ChronoGraph: A Real-World Graph-Based Multivariate Time Series Dataset
Source
- Raw Markdown: paper_chronograph-2025.md
- PDF: paper_chronograph-2025.pdf
- Dataset metadata snapshot: chronograph-2025
- arXiv: https://arxiv.org/abs/2509.04449
- Official code and data: https://github.com/bit-ml/ChronoGraph
Core Claim
ChronoGraph is a graph-structured multivariate time-series forecasting dataset from production microservices with incident labels.
Dataset Notes
- The dataset covers 708 services and 1529 directed service-to-service edges.
- Each service has five temporal node features, and each edge has eight temporal interaction features.
- The paper reports six months of telemetry, 8005 aligned time steps, and 17 expert-labeled anomaly segments.
- The official data layout is graph-native:
edges.csv,node_features.json, andedge_features_part{i}.json. - The main tasks are service-level forecasting, anomaly detection, and incident-aware evaluation.
- Reported baselines include Prophet, Chronos-Bolt Base, TabPFN-TS, Autoencoder, Isolation Forest, One-Class SVM, and a Prophet/Isolation Forest/Autoencoder ensemble.
Action-Time-Series Notes
- It is definitely a time-series dataset, but the source does not expose controllable actions or interventions as a channel.
- Incident windows are labels or exogenous shocks, not operator actions.
- It belongs as a near-miss for passive world models, not as a primary action-conditioned dataset.
Gotchas
- The evaluated baseline suite is mostly topology-agnostic, despite the dataset itself being graph-native.
- ChronoGraph is the closest public match here to “whole graph plus temporal node/edge features”, but it is still passive telemetry rather than an intervention log.

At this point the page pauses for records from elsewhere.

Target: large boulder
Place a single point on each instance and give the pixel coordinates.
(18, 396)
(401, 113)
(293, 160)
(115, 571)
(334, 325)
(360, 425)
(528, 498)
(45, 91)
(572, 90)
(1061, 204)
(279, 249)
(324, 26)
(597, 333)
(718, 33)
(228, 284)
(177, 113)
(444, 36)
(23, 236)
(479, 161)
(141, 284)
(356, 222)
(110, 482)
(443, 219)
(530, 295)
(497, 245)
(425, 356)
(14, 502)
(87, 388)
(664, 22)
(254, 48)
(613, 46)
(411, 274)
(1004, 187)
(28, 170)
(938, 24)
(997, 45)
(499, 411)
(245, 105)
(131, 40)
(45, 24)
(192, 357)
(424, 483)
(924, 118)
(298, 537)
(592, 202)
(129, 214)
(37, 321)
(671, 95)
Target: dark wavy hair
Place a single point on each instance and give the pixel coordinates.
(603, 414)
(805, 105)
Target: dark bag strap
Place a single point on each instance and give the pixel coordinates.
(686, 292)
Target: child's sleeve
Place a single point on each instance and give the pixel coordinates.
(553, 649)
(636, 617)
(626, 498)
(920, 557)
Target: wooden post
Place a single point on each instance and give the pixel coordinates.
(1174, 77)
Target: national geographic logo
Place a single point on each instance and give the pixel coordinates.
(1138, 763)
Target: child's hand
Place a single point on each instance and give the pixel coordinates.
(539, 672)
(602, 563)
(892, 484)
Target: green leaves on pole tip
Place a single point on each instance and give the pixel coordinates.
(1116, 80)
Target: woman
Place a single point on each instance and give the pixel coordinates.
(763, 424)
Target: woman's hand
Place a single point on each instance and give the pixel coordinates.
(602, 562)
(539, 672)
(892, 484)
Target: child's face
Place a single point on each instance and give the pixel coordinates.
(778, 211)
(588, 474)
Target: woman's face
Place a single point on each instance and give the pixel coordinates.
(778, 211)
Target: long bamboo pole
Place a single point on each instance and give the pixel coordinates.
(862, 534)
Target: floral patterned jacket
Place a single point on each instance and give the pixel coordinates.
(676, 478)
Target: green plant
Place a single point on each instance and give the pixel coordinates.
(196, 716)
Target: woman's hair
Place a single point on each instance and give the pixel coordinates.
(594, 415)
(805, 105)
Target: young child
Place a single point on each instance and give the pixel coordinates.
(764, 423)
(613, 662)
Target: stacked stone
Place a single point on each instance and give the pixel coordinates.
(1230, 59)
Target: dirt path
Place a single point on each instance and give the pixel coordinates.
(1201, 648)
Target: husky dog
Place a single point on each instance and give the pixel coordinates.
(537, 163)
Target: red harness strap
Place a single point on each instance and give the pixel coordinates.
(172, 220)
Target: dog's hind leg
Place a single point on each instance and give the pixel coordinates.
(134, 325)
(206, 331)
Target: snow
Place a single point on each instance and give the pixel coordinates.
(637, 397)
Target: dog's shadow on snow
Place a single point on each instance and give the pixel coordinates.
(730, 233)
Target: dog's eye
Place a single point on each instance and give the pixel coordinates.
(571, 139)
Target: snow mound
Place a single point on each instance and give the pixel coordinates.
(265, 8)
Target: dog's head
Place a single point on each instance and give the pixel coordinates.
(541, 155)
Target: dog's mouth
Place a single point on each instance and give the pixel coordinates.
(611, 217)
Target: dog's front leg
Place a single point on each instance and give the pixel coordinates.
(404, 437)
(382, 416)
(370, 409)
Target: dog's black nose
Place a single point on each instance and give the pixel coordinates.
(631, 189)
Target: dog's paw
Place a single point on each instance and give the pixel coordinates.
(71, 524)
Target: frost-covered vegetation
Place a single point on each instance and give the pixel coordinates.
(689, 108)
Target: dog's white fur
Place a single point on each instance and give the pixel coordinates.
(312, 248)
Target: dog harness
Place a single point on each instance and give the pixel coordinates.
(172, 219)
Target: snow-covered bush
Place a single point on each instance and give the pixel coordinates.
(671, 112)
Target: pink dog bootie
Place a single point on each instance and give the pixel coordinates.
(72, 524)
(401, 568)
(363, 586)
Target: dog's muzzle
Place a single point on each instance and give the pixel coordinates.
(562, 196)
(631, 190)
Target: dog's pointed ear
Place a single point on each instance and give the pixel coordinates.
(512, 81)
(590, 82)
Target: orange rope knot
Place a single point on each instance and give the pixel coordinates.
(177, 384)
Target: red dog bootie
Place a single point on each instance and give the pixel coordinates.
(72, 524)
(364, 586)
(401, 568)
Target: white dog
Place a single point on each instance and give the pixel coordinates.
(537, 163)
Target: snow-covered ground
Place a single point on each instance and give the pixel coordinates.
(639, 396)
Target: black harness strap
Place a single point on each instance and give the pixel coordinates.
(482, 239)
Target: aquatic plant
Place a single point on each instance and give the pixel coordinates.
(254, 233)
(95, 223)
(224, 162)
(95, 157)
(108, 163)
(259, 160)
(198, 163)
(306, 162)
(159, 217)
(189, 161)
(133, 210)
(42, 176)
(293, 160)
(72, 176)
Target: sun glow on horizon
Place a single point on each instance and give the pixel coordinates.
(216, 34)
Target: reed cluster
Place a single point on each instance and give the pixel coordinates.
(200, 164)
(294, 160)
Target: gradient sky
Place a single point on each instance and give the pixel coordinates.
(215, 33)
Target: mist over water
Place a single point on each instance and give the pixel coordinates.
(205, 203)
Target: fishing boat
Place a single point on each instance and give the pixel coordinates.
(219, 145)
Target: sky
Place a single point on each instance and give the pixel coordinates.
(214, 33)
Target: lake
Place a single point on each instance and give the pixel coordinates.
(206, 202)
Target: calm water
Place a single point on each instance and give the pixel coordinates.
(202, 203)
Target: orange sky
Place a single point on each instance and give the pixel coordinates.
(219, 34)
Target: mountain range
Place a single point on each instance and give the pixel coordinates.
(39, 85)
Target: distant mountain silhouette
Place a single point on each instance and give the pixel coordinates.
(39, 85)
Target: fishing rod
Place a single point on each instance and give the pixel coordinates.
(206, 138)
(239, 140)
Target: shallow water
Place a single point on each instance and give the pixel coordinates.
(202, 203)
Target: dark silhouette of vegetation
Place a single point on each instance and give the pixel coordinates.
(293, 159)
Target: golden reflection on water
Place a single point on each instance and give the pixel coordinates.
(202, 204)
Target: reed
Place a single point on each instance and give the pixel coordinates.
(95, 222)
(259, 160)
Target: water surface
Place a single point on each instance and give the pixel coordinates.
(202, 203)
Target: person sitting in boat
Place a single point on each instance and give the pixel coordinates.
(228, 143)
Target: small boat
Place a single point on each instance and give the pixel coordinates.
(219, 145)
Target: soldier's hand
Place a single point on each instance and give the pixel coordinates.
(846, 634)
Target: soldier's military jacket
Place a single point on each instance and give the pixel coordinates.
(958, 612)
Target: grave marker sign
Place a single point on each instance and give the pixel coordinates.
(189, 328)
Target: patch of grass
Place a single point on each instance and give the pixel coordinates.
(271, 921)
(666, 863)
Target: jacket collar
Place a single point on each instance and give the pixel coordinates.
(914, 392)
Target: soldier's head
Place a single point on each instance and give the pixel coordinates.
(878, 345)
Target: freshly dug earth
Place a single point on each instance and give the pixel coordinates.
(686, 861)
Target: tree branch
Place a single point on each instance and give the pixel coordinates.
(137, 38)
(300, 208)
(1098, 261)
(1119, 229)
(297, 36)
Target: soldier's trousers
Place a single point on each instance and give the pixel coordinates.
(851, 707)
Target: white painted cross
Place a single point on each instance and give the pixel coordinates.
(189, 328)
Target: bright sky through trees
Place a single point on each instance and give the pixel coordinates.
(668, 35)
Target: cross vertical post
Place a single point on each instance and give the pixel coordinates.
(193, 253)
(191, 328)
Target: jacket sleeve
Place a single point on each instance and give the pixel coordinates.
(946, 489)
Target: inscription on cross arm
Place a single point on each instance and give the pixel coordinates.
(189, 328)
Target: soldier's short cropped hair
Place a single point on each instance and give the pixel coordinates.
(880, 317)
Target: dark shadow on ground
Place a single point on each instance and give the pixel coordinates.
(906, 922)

- The public repository uses Apache-2.0, but the knowledge base does not mirror dataset payloads.
Foundation TSFM Relevance
| Agenda slot | Verdict | Evidence | Missing pieces |
|---|---|---|---|
| Native multivariate encoding and high-channel scaling | partially closes | Provides 708 services, 1529 directed edges, node metrics, edge metrics, and incident labels from production microservices. | The baseline suite is mostly topology-agnostic; no foundation model demonstrates graph-aware scaling here. |
| Benchmarks: what level of modeling is tested? | partially closes | Tests forecasting and anomaly detection during incidents and shows long-horizon and anomaly-detection failures. | Does not test causal/counterfactual reasoning or action-conditioned control utility. |
| Causal structure, counterfactuals, and control | insufficient evidence | The service graph plus telemetry is close to an observability state substrate for digital-world agents. | No operator action, deployment, rollback, or autoscaling intervention channel is logged. |